Anime has reclaimed me a little bit though. I like most things Miyazaki, I think most anime leaning towards fantasy tosses out awesome character designs, and there have been a few series that I didn't regret watching - but for the most part, I spend most of my time avoiding anything involving weird fantasy situations, schoolgirls with short skirts and anything involving object retrieval for episodes on end(i.e: dragonballs, Pokemon).
This is why when John Booty sent me Volume 1 of Princess Tutu in the mail, I dawdled around a little before watching it. Given, I also had lots of crap to get done and was procrastinating a bit - but truth be told, I didn't expect too much from it. But I did watch it. AND THAT'S WHEN MY LIFE CHANGED. Given, I didn't get the puppy I'd always wanted, my boyfriend did not buy me lots of candy and my mother did not call me to say that she didn't care what I did with my life, as long as I was happy. But the warm fuzzy feelings I would have gotten if they had happened are pretty close to the warm fuzzy feelings that Princess Tutu inspired in me. I'm a bit of a sucker for cute things, and Princess Tutu definitely fulfills that inner need.
The setting of the series hints at a fantasy world, but doesn't place overt emphasis on it. It is a world where the ballet instructor is a cat that threatens to marry his students if they screw up, but it is also a fairly ordinary small town populated with more cute little ballet students than strange anthropromorphic creatures. The opening sequences are very reminiscent of old fairytale books- they are simple, and elegant and rather prettily watercoloured. The silly opening montage crap all too common in anime was kept to a minimum, which I appreciated greatly.
The first few episodes are lighthearted and funny, although there is a distinct amount of character development. The central character is a duck, who transforms into a girl named Duck, who in turn transforms into Princess Tutu. Yes, it's a little weird.
The story centers around Mytho, who is literally a storybook prince.
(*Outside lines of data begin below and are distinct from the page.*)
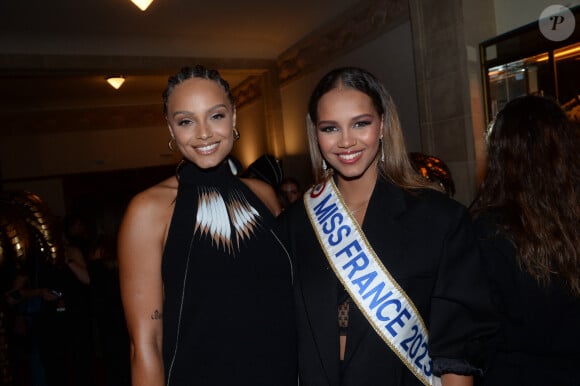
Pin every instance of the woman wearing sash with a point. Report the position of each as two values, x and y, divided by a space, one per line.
527 217
206 284
388 279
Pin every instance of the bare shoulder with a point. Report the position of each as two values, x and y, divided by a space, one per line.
265 192
153 206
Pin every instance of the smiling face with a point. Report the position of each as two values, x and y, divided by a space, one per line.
348 131
201 119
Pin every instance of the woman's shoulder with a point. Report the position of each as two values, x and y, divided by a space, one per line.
155 200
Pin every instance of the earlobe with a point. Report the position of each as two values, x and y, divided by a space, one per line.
170 130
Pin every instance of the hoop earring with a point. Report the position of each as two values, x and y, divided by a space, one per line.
382 150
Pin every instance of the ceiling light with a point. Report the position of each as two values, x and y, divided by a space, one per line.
142 4
116 81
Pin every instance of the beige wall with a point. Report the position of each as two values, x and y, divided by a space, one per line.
391 56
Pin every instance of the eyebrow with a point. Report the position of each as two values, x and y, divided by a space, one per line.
211 109
361 116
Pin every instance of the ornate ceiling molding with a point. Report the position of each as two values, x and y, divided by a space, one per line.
364 22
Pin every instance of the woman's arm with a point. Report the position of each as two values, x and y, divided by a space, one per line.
141 239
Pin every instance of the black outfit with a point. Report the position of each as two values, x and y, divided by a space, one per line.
425 241
228 312
540 327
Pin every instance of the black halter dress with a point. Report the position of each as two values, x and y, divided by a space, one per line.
228 308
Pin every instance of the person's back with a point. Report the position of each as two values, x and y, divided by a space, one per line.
526 217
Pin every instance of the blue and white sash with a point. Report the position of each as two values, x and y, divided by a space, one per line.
379 297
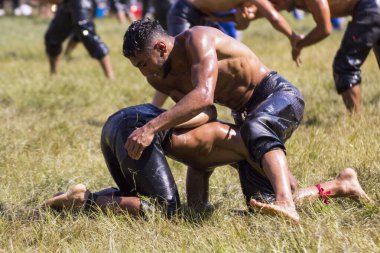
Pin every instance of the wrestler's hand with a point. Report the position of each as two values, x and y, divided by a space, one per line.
138 141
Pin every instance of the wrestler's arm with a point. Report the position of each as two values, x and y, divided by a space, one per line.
204 71
208 115
320 11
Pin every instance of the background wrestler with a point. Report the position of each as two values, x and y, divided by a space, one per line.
202 66
75 17
202 149
362 34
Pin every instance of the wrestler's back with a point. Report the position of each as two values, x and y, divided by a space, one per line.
239 70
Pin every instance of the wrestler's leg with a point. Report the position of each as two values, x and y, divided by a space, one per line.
349 59
59 29
276 168
346 184
78 196
215 144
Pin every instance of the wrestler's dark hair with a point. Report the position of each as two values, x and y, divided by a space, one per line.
139 34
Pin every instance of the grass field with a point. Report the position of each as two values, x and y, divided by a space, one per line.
50 129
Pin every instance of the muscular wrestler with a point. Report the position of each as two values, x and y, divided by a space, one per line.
362 34
188 13
202 66
76 16
202 149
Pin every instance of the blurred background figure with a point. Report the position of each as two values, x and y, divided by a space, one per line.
337 23
18 9
125 10
76 17
158 10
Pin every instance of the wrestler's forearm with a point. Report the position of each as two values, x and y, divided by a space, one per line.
187 108
210 114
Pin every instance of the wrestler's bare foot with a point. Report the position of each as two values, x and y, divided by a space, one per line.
349 186
74 197
288 212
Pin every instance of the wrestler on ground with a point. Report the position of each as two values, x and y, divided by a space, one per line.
76 16
202 149
362 34
188 13
202 66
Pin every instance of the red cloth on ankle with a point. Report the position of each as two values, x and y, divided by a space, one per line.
324 195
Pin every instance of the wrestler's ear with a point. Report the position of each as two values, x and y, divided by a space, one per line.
161 47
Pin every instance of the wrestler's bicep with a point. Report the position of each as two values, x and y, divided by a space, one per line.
204 61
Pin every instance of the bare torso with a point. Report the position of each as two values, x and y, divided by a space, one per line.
239 70
338 8
213 6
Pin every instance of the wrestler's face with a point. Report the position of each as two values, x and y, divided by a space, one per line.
151 60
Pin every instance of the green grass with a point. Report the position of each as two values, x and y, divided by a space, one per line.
50 129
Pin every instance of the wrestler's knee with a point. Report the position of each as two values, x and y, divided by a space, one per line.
260 138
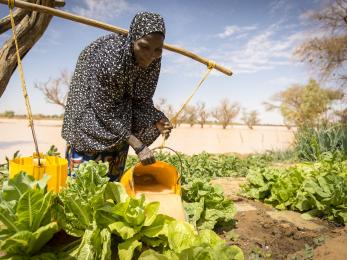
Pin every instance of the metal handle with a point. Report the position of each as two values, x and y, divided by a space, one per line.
179 158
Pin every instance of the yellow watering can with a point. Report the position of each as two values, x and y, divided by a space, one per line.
159 181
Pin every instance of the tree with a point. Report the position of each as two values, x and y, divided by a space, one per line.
226 112
342 116
202 114
55 90
305 104
251 118
327 54
30 26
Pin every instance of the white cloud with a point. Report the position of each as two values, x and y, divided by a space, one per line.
103 9
232 29
280 6
263 51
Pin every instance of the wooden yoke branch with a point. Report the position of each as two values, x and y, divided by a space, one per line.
98 24
30 26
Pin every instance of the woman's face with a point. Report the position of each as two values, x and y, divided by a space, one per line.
148 48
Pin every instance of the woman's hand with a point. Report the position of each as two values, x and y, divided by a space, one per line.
146 156
164 126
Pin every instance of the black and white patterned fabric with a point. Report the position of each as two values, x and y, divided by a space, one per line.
110 97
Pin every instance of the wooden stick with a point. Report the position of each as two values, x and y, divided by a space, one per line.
108 27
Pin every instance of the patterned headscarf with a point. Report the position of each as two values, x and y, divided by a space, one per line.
145 23
110 96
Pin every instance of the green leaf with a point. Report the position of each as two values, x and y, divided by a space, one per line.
41 236
181 235
153 255
30 209
158 227
126 249
106 244
116 192
122 229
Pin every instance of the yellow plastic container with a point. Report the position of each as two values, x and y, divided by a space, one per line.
53 166
157 182
162 175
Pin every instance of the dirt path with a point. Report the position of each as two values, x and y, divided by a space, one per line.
265 233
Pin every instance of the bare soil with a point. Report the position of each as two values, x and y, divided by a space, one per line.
263 237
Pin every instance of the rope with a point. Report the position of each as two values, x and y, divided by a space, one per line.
22 80
210 66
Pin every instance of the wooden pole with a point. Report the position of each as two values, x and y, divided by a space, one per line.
108 27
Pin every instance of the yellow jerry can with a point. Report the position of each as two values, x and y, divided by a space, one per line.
53 166
159 181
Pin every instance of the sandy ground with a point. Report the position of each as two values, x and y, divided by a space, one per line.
16 135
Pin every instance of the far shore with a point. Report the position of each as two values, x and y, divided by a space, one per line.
16 135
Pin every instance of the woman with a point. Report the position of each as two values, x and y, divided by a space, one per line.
109 105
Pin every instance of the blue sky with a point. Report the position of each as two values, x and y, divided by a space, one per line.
255 38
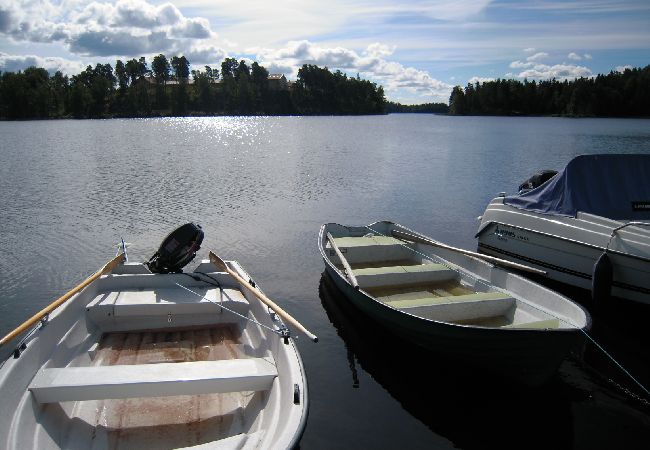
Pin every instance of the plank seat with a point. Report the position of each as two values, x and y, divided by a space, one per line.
538 324
403 275
133 309
152 380
421 299
365 241
370 248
In this town, this particular story of "The Prince and the Raven" has seemed to come alive. In the story, the Prince's heart is broken into shards while fighting a Raven. It is Princess Tutu's job to retrieve these heart shards, each containing a different emotion. As the introductions to the first two chapters explain, the author of the story had passed away before he could finish it. But as you begin watching the series, it seems that the author isn't entirely dead after all. The author, Drosselmeyer is a creepy old man who lurks over the entire series and occasionally appears to shove Duck in the right direction.
Other characters include Rue, Mytho's girlfriend/top ballet student/possible archnemesis, Fakir, a man that knows about Mytho's past and acts like a complete ass towards him most of the time, and two girls that treat Duck as their little pet.
While I can't say that the characters are alarmingly mutifaceted, there is a certain gentleness in the development of their characters. Mytho obviously developes a bit more of a personality as the series goes on and he gets back various pieces of his heart, although I personally think he is one of the blander characters in the series. The character of Duck, as a duck, a girl and Princess Tutu is treated with a charming blend of the usual "klutzy girl" stereotype and the "kind hearted" stereotype, but neither attribute comes off as excessively forced. Duck as a duck is also pretty darned cute.
Princess Tutu is one of those series that I feel is several notches above your typical magical girl/shoujo stuff. I watched a dubbed version, so I won't bother getting all elitist anime nerd on your ass. I liked the voice acting. It was cute. Really, the entire series can be described as "cute", which explains my overuse of the word in this article. You'd understand when you watch it.